Publishing is an integral part of the job and the joy of doing science. I still recall the thrill when invited to publish findings from my doctoral dissertation in Scientific American, which I had read since I was a teenager. Combining published Dryopithecine tooth dimensions and molecular data, I hypothesized shifting the ape-human divergence from 14 to 15 million years ago to 6 to 8 million years ago. Three decades later, my lab analyzed MRI scans of fossil femoral fragments and found internal bone structure diagnostic of upright posture at 6 million years ago (published in Science, with support from a Sigma Xi GIAR). My personal experience is reinforced by much better-known examples, such as the discovery by Barry Marshall and Robin Warren that the primary cause of peptic ulcers is infection by Helicobacter pylori, and the invention of polymerase chain reactions by Kary Mullis. Both Nobel Prize–level breakthroughs were preceded by very few publications by the investigators.

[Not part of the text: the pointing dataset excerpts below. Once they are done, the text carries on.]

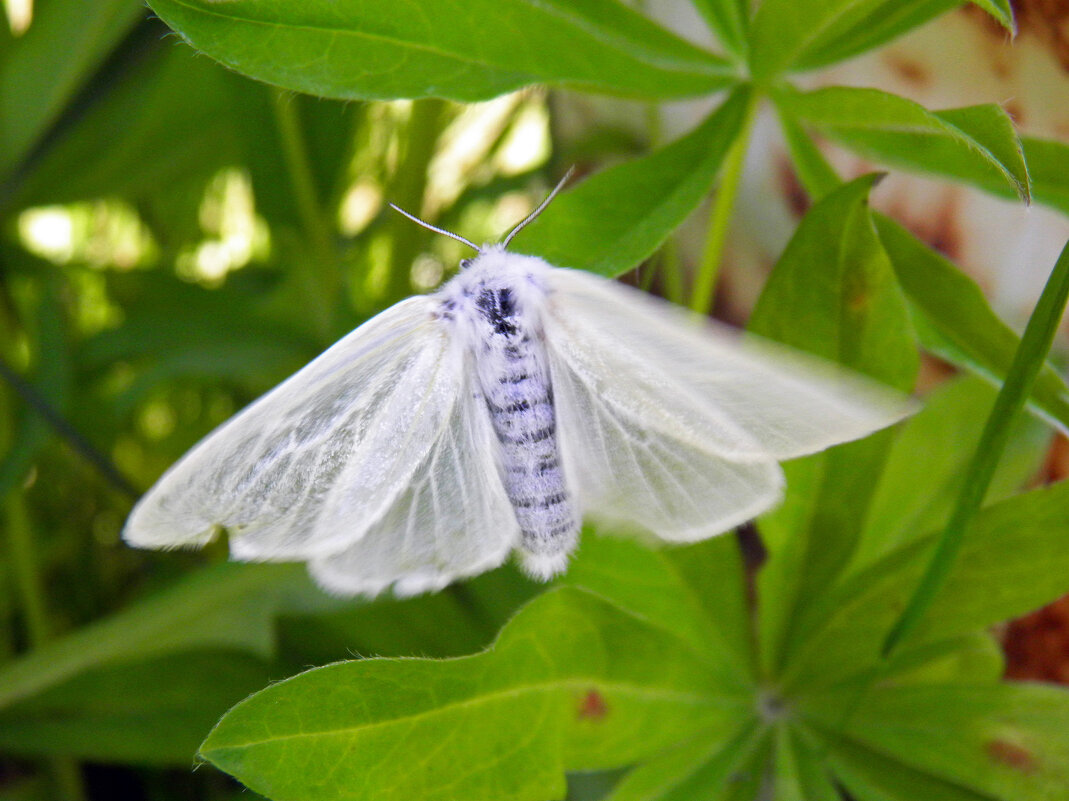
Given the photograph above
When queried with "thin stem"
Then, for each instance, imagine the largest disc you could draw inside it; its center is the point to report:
(1029, 357)
(64, 429)
(408, 186)
(671, 272)
(701, 296)
(316, 230)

Against this background I offer two reflections on the article The Case for Quantity in Science Publishing by David B. Allison and Brian B. Boutwell. First, the primary objective of scientific research is not publication but rather solving problems. Second, the quantity of publications is not a reliable indicator of the importance of the problem or of progress toward solving it.

Robert B. Eckhardt
State College, PA

Dr. Allison and Dr. Boutwell respond:

Dr. Eckhardt does not wish for quantity of publications to serve as the primary objective of science, and neither do we. We concur that continually proposing and empirically scrutinizing novel solutions to problems might rightly be seen as our primary objective as scientists. Yet the practical utility we glean from science does nothing to diminish the esoteric beauty and wonder we often experience when the last puzzle pieces on some topic fall into place.

Dr. Eckhardt argues that science is about solving problems and that only counting the number of publications would be a poor barometer for gauging success on that front, and on that point we agree. But if we think problem-solving is a process of discarding ineffective solutions in favor of better ones, it seems that the following excerpt from our essay should also be a point of agreement: “Quantity makes it easier for investigators to engage in competition and probe for weaknesses in an idea.”

We sought to challenge the view that quantity and quality are diametrically opposed, and that encouraging quality must involve discouraging quantity. One will not find any objection from us to striving to improve the quality of scientific research. What readers will find in our essay are reasons why better quality will not emerge from strategies simply designed to discourage quantity.